What to do? Jim’s crew made the decision to fire off as many rounds as possible from their main gun directly at the concealed German tank and retreat back around the shelter to relative safety to avoid the German’s return fire that was sure to come. Jim’s crew fired off three rounds in seconds directly at the German tank, watching them ricochet off into the air as they bounced off of the superior German tank’s heavy armor. “We figured that would give them something to think about long enough for us to get out of there!” Jim says now from the safety and comfort of his room in the N.C. State Veterans Home in Salisbury.
Jim is now 90 years old and his life is far less nerve wracking than it was in the days following D-Day. He still tells others about his experiences in the Ardennes during the Battle of the Bulge as his unit helped defend the 101st Airborne in the siege at Bastogne. The infantry had learned to open holes in their lines and to allow the German tanks inside, then shut the trap behind them, effectively closing off any chance of German infantry support. Jim’s anti-tank units would then begin firing round after round into the trapped German tanks. In the end the score card read 39 German tanks and numerous other German vehicles lost to less than eight of the 705th’s vehicles lost.

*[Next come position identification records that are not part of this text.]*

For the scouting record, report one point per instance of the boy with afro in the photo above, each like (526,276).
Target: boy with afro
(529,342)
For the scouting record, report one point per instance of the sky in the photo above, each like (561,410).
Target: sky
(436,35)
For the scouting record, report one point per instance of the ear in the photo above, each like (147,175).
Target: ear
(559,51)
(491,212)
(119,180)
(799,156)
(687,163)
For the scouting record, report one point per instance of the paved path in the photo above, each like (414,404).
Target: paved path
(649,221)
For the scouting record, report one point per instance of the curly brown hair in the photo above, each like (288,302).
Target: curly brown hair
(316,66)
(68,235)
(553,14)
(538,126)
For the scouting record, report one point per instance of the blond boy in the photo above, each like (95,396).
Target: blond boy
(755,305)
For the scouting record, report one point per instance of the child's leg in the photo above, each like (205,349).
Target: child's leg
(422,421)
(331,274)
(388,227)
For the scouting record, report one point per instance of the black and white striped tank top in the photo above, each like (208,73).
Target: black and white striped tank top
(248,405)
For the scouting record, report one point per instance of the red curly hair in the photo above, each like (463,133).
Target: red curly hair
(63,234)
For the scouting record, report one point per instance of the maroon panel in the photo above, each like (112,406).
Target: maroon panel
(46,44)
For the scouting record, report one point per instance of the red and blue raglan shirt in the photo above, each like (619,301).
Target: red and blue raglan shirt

Jim is proud of his service in World War II, as are most all of State Veterans Home residents who served during WWII. There are currently 53 such honored guests in the Salisbury facility, each with their own stories of courage and the hardships that they endured so that others might enjoy freedom. Today I take a moment to share just a small part of that history and specifically that pertaining to the 70th anniversary of D-Day.
Our WWII veterans are a national treasure and I encourage everyone to take a moment from our busy lives to talk with these men and women while we can still enjoy their memories one-on-one. Too soon that chapter of our nation’s history will be forever closed to us and the Americans whom Tom Brokaw named “The Greatest Generation” will be just a memory to those of us who live on.